Cai Bingxuan, Cai Yiying, Liew Yi Xin, Chua Nathalie Grace, Teo Jocelyn Qi-Min, Lim Tze-Peng, Kurup Asok, Ee Pui Lai Rachel, Tan Thuan Tong, Lee Winnie, Kwa Andrea Lay-Hoon
Department of Pharmacy, Faculty of Science, National University of Singapore, Singapore.
Department of Pharmacy, Faculty of Science, National University of Singapore, Singapore Department of Pharmacy, Singapore General Hospital, Singapore.
Antimicrob Agents Chemother. 2016 Jun 20;60(7):4013-22. doi: 10.1128/AAC.03064-15. Print 2016 Jul.
Polymyxins have emerged as a last-resort treatment of extensively drug-resistant (XDR) Gram-negative Bacillus (GNB) infections, which present a growing threat. Individualized polymyxin-based antibiotic combinations selected on the basis of the results of in vitro combination testing may be required to optimize therapy. A retrospective cohort study of hospitalized patients receiving polymyxins for XDR GNB infections from 2009 to 2014 was conducted to compare the treatment outcomes between patients receiving polymyxin monotherapy (MT), nonvalidated polymyxin combination therapy (NVCT), and in vitro combination testing-validated polymyxin combination therapy (VCT). The primary and secondary outcomes were infection-related mortality and microbiological eradication, respectively.
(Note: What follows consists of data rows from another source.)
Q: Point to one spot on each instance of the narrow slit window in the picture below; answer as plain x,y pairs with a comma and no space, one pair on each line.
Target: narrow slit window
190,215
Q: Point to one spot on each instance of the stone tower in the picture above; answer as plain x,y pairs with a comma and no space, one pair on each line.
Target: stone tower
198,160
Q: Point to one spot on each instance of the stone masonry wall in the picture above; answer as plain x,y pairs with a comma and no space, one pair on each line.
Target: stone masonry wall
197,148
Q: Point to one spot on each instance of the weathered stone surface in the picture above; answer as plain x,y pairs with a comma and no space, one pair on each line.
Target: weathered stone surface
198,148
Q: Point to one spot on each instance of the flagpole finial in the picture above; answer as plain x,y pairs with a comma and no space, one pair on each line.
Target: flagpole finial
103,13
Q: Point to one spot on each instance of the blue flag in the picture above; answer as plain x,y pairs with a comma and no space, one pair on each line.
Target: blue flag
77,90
Adverse drug reactions (ADRs) between treatment groups were assessed. A total of 291 patients (patients receiving MT, n = 58; patients receiving NVCT, n = 203; patients receiving VCT, n = 30) were included. The overall infection-related mortality rate was 23.0% (67 patients). In the multivariable analysis, treatment of XDR GNB infections with MT (adjusted odds ratio [aOR], 8.49; 95% confidence interval [CI], 1.56 to 46.05) and NVCT (aOR, 5.75; 95% CI, 1.25 to 25.73) was associated with an increased risk of infection-related mortality compared to that with treatment with VCT. A higher Acute Physiological and Chronic Health Evaluation II (APACHE II) score (aOR, 1.14; 95% CI 1.07 to 1.21) and a higher Charlson comorbidity index (aOR, 1.28; 95% CI, 1.11 to 1.47) were also independently associated with an increased risk of infection-related mortality. No increase in the incidence of ADRs was observed in the VCT group. The use of an individualized antibiotic combination which was selected on the basis of the results of in vitro combination testing was associated with significantly lower rates of infection-related mortality in patients with XDR GNB infections. Future prospective randomized studies will be required to validate these findings.
多黏菌素已成为治疗广泛耐药(XDR)革兰氏阴性杆菌(GNB)感染的最后手段,此类感染构成的威胁日益增大。可能需要根据体外联合试验结果选择个体化的基于多黏菌素的抗生素联合用药方案,以优化治疗。我们开展了一项回顾性队列研究,纳入2009年至2014年因XDR GNB感染接受多黏菌素治疗的住院患者,比较接受多黏菌素单药治疗(MT)、未经验证的多黏菌素联合治疗(NVCT)和经体外联合试验验证的多黏菌素联合治疗(VCT)的患者的治疗结局。主要结局和次要结局分别为感染相关死亡率和微生物清除情况。评估了各治疗组之间的药物不良反应(ADR)。共纳入291例患者(接受MT的患者,n = 58;接受NVCT的患者,n = 203;接受VCT的患者,n = 30)。总体感染相关死亡率为23.0%(67例患者)。在多变量分析中,与接受VCT治疗相比,MT(校正比值比[aOR],8.49;95%置信区间[CI],1.56至46.05)和NVCT(aOR,5.75;95% CI,1.25至25.73)治疗XDR GNB感染与感染相关死亡率风险增加相关。较高的急性生理与慢性健康状况评分系统II(APACHE II)评分(aOR,1.14;95% CI 1.07至1.21)和较高的查尔森合并症指数(aOR,1.28;95% CI,1.11至1.47)也与感染相关死亡率风险增加独立相关。VCT组未观察到ADR发生率增加。根据体外联合试验结果选择个体化抗生素联合用药与XDR GNB感染患者较低的感染相关死亡率相关。未来需要进行前瞻性随机研究来验证这些发现。